Inventory and identity controls for these scenarios align closely with workload identity guidance and cloud governance practices. The NIST AI Risk Management Framework is useful here because it pushes organisations to identify lifecycle risk, ownership gaps, and downstream harm rather than treating model deployment as the end of responsibility. In practice, these use cases are often discovered during access review, cloud cost review, or incident response.
Why It Matters for Security Teams
Abandoned AI workloads matter because they convert forgotten innovation into unmanaged attack surface.

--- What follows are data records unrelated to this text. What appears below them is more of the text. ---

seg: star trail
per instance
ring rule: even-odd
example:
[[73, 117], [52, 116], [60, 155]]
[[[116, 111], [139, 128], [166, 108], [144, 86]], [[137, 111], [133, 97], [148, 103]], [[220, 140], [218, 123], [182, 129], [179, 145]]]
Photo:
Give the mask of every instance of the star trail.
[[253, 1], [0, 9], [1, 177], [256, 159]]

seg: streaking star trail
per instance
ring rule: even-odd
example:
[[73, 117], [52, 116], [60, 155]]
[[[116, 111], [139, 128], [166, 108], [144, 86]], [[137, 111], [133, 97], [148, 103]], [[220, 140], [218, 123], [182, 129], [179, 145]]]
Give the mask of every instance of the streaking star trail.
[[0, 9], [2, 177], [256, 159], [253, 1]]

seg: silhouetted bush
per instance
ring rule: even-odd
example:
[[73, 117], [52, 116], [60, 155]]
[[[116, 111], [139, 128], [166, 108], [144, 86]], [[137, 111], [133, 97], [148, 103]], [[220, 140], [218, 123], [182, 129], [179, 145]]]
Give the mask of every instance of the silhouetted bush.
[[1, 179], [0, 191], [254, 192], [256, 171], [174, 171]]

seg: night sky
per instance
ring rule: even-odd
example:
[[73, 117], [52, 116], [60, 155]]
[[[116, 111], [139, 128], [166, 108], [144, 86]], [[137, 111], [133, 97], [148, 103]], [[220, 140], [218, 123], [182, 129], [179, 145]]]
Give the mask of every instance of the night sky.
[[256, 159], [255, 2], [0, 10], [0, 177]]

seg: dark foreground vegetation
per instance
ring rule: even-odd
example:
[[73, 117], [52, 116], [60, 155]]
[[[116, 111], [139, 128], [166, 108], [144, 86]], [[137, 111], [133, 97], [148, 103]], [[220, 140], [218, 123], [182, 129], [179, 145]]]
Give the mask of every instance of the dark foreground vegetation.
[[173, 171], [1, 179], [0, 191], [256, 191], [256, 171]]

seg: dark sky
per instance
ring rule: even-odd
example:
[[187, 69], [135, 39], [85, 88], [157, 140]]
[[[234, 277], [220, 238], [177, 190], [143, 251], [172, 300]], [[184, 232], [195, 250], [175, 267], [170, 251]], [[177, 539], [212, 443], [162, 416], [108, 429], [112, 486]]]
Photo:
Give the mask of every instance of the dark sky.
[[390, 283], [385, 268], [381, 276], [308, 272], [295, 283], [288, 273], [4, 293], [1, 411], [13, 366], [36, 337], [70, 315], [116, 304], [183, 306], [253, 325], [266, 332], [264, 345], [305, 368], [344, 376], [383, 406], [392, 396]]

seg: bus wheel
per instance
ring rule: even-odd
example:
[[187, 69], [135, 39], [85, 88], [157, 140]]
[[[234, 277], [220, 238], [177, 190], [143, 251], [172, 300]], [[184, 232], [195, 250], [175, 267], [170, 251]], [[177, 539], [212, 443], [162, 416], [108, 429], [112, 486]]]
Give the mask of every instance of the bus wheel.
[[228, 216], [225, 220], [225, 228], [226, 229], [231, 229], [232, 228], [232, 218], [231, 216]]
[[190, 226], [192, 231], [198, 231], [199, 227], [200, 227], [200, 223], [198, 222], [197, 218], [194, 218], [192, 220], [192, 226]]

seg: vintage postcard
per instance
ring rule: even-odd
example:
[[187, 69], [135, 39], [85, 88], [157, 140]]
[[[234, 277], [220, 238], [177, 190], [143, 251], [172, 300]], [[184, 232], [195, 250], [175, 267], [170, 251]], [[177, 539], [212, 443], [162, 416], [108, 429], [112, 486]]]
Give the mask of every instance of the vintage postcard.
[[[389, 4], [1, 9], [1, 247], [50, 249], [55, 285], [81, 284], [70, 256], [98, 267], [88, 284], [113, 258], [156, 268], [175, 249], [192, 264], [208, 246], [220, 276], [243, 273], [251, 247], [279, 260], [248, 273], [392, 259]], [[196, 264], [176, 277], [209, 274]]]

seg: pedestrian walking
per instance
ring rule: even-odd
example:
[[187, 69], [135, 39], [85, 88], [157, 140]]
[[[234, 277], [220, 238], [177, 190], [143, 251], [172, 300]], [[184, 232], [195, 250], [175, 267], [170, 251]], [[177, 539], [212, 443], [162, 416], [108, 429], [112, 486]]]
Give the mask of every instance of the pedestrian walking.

A system that no longer has business ownership rarely has clear patching, monitoring, or secret rotation responsibility, yet it may still hold access to data, model weights, or orchestration tooling. That combination is especially problematic in environments where agentic ai or automated pipelines can trigger actions without human oversight. The security failure is not just exposure, but persistence of authority without accountability.
From a governance perspective, this term intersects directly with identity security. Workloads need lifecycle controls, not just deployment controls. If a service account, token, or workload certificate remains active after the owner disappears, the organisation has effectively left a dormant identity in place. Guidance from NIST Zero Trust Architecture supports the principle that access should be continuously validated, while OWASP Non-Human Identity Top 10 highlights how machine identities become security liabilities when ownership, rotation, and revocation are missing.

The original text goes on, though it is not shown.